We do not talk about other illnesses in this way. People do not claim to understand what it is like to have cancer because something bad happened to them once. We do not conceptualize cancer as a really really exaggerated version of the flu. We do not think that our ability to treat people with physical illnesses with compassion is tied to our ability to relate to their experience. Treating physical illness or supporting someone who is ill does not require us to KNOW exactly what they are going through. We need to stop doing this with mental illness. We need to encourage an educated and compassionate view of mental illness that is not relient upon this idea that its “not that different”.
3 thoughts on “The Double-Edged Sword of Stigma-Reduction”
I absolutely agree. Especially this: “When we harp on and on about the idea that people with mental illness can be totally ‘normal’, what are we implying about the mentally ill people who can’t?” The difference between the can-be-normal’s and the can’t-be’s is nothing but a combination of privilege and luck. So stigmatizing the unlucky as a way to de-stigmatize the lucky (“Sure she has xyz, but that doesn’t mean she’s crazy crazy, not like . . .”) seems like a hypocritical strategy to me.
Bravo Hannah! You clearly identified a movement to trivialize and simplify the pain and suffering because others feel uncomfortable and unable to understand the why or what someone suffering from a mental illness is experiencing.

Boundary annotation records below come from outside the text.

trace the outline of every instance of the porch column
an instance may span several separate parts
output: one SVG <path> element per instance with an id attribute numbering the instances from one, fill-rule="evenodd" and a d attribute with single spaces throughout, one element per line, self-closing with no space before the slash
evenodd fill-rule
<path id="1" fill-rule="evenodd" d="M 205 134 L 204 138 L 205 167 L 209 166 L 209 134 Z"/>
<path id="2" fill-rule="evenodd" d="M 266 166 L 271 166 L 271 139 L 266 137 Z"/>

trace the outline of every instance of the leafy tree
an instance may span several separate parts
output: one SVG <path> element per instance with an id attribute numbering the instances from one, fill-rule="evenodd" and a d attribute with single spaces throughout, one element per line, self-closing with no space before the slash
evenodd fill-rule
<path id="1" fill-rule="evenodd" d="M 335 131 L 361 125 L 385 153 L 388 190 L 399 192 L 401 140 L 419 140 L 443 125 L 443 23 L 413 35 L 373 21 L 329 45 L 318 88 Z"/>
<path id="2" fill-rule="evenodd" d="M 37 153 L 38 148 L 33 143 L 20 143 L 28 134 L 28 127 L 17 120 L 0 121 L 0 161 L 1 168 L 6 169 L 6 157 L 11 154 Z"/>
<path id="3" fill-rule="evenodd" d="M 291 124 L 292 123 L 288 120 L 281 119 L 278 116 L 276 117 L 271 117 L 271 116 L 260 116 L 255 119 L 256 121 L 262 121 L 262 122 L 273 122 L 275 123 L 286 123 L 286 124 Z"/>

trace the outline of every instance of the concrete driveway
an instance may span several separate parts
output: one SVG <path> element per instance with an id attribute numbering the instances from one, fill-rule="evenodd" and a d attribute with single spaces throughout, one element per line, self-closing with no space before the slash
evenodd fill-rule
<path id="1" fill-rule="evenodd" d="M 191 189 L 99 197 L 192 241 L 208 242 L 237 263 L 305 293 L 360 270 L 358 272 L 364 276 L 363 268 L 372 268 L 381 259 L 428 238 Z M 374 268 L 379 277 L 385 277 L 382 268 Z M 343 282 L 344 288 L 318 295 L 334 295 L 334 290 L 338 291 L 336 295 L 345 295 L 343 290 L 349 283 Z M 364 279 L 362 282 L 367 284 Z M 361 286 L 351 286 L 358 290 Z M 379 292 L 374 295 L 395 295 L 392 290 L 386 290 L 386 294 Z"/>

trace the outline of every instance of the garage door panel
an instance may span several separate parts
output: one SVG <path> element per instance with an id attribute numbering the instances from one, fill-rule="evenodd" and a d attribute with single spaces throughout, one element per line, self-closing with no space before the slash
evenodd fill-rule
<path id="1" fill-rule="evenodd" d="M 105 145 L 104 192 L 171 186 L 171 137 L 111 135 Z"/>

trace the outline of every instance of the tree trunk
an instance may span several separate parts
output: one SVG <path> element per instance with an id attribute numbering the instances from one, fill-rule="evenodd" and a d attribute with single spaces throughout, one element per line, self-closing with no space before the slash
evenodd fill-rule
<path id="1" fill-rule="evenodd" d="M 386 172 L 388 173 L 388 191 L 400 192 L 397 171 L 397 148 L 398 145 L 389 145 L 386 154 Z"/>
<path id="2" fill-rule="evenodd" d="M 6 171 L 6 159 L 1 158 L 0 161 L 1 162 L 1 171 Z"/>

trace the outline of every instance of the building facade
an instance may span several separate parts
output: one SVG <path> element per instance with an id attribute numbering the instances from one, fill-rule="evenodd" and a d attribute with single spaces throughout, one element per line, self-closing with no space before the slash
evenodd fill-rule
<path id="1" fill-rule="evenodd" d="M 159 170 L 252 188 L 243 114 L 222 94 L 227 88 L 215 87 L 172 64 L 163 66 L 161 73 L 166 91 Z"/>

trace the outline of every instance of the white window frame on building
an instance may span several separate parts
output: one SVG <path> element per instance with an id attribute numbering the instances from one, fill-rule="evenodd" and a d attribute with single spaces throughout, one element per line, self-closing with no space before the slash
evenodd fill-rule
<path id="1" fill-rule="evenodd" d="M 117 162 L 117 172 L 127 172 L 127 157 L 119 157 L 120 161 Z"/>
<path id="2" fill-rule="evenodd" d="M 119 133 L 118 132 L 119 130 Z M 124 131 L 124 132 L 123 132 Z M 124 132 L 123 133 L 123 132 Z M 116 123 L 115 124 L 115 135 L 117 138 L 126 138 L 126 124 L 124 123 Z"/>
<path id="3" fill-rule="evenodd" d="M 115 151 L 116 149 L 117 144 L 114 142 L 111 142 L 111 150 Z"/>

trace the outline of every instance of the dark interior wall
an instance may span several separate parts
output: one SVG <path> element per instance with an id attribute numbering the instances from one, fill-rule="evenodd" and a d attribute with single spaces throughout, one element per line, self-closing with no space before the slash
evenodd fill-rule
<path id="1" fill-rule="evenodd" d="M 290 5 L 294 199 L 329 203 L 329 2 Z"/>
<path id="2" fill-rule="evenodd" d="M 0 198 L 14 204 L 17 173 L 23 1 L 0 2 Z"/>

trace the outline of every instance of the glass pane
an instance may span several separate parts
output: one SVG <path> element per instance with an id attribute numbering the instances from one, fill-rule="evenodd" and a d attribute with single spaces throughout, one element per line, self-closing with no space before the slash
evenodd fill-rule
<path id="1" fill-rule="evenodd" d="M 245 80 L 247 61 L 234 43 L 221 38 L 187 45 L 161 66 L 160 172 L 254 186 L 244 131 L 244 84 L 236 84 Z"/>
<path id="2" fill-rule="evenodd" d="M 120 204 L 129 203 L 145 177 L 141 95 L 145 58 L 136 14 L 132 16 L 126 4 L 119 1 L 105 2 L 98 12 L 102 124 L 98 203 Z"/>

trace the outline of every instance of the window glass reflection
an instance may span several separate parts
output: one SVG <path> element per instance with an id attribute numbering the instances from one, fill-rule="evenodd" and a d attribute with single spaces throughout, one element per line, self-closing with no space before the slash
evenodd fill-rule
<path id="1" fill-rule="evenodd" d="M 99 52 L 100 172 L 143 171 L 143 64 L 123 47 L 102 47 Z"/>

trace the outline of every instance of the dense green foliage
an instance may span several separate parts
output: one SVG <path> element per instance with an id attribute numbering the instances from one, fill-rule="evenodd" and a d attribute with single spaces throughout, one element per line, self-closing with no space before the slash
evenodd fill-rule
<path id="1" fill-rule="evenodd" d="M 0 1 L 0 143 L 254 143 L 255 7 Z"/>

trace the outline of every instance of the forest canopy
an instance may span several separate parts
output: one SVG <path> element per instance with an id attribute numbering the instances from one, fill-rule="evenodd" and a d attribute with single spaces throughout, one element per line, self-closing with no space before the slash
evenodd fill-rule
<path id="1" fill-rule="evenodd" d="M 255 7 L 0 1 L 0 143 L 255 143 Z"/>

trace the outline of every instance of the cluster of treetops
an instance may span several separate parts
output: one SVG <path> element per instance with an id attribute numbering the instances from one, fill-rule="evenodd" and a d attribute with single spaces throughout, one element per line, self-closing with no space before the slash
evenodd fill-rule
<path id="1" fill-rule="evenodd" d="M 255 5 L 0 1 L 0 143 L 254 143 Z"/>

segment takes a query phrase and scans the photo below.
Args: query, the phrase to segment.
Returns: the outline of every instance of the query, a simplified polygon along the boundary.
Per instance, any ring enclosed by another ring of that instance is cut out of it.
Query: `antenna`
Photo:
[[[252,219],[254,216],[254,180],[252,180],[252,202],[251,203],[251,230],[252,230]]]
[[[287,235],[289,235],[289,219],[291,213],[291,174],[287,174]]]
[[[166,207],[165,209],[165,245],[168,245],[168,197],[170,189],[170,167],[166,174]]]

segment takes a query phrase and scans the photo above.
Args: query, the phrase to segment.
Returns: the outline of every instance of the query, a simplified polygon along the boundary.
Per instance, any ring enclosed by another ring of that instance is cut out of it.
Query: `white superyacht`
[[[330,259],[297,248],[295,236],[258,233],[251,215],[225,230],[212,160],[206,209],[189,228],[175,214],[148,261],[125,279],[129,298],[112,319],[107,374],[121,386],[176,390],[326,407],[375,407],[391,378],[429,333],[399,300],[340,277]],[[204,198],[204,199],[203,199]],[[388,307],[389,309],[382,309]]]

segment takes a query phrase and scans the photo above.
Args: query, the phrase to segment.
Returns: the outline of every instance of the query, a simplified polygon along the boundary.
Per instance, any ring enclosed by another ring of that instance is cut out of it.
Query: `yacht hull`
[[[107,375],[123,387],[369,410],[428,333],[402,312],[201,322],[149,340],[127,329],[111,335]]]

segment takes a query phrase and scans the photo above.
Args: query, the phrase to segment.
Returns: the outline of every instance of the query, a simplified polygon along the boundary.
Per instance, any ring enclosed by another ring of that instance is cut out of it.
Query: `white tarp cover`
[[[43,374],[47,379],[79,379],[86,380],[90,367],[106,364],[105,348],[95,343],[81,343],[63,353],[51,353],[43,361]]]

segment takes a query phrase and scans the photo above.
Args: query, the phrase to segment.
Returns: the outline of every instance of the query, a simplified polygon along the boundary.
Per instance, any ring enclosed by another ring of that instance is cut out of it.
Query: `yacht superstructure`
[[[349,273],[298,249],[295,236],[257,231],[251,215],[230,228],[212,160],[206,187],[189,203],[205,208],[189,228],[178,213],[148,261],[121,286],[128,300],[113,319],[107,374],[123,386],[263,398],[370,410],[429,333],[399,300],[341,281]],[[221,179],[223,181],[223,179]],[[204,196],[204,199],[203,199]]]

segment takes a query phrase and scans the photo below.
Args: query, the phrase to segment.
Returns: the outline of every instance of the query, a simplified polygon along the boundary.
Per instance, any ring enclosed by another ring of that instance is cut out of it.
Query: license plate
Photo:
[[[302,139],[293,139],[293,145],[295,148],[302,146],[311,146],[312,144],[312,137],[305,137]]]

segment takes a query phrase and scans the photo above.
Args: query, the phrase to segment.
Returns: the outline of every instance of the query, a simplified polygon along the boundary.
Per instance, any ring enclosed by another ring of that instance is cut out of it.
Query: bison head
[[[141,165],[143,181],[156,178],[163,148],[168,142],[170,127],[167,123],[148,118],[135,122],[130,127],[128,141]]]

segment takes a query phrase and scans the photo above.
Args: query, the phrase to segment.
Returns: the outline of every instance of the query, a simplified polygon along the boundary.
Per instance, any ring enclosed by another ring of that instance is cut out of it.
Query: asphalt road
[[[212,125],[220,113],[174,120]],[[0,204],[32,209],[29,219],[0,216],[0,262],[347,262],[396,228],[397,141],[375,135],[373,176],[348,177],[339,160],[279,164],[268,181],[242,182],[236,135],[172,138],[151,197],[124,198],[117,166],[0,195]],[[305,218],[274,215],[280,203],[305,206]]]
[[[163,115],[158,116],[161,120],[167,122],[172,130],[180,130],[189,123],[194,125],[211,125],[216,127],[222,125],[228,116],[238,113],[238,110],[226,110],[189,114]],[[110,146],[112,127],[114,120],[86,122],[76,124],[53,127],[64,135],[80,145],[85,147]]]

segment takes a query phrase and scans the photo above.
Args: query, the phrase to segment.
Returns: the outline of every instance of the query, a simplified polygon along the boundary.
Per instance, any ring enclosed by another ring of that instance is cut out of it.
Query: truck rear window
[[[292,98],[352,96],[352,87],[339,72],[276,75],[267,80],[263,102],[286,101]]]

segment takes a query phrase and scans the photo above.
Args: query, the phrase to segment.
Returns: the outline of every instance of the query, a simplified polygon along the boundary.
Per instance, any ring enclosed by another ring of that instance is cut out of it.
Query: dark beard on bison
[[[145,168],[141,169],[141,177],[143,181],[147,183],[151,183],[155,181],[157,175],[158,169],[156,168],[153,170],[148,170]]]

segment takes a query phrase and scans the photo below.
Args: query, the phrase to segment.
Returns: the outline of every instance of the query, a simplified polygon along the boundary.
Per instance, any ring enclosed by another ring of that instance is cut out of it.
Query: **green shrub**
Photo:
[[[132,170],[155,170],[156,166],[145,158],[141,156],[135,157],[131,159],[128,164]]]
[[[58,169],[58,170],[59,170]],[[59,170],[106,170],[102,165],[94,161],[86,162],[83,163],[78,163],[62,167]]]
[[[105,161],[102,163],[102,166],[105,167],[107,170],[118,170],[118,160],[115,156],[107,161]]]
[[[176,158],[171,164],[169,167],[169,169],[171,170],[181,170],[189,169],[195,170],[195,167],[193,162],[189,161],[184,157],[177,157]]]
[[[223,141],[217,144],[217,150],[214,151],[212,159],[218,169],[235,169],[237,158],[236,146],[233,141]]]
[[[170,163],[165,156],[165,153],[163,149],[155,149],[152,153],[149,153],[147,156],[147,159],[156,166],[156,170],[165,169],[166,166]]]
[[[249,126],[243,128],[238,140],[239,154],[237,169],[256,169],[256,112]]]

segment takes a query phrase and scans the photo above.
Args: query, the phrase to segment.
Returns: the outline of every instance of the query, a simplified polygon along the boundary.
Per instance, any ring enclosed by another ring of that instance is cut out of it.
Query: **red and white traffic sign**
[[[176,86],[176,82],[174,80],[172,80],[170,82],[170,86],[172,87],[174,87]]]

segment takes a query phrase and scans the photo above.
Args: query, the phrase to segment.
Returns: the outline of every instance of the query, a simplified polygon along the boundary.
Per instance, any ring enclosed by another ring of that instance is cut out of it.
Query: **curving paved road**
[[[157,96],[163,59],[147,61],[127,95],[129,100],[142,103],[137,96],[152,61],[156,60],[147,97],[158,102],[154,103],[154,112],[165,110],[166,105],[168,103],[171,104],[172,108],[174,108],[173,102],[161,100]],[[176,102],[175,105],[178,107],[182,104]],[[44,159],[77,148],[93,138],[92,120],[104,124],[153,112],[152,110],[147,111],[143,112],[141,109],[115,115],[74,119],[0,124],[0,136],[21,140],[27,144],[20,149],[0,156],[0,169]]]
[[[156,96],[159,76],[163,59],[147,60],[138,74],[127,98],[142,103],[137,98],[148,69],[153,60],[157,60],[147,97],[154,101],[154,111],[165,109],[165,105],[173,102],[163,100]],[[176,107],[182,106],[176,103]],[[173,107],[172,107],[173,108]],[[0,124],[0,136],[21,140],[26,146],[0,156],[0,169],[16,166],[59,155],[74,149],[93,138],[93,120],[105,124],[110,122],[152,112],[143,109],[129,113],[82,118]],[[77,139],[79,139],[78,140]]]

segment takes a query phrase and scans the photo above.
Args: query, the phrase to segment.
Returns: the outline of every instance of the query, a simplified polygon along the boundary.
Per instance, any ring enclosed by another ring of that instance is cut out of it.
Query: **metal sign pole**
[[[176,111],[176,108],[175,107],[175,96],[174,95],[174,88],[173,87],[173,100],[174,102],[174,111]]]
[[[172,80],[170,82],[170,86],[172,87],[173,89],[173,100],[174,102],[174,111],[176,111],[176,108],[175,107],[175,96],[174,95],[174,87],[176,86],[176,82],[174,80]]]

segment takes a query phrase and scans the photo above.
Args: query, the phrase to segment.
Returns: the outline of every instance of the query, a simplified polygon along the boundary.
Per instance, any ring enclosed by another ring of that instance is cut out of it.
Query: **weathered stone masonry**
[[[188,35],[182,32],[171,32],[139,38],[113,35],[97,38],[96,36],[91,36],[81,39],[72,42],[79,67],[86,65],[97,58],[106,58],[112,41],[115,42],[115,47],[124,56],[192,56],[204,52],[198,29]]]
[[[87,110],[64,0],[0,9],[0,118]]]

Such a great post, Hanna. Funny, it doesn’t happen so much anymore but when I was younger I used to have people say to me alot “you know, I don’t even think of you as Black”….as if it were a good thing. Ostensibly, they were saying, I accept you and don’t think of you as different…isn’t that great?! And, I would think…”hm, not really because my lived reality is different and if you only accept me because I am like you…well, you don’t really accept me.” This ‘metal illness is what we ALL have’ stance is kinda the same thing. Sure, all well and good to understand a continuum but…BIG but….we don’t all experience the reality of living with mental illness and true acceptance and support means understanding the difference.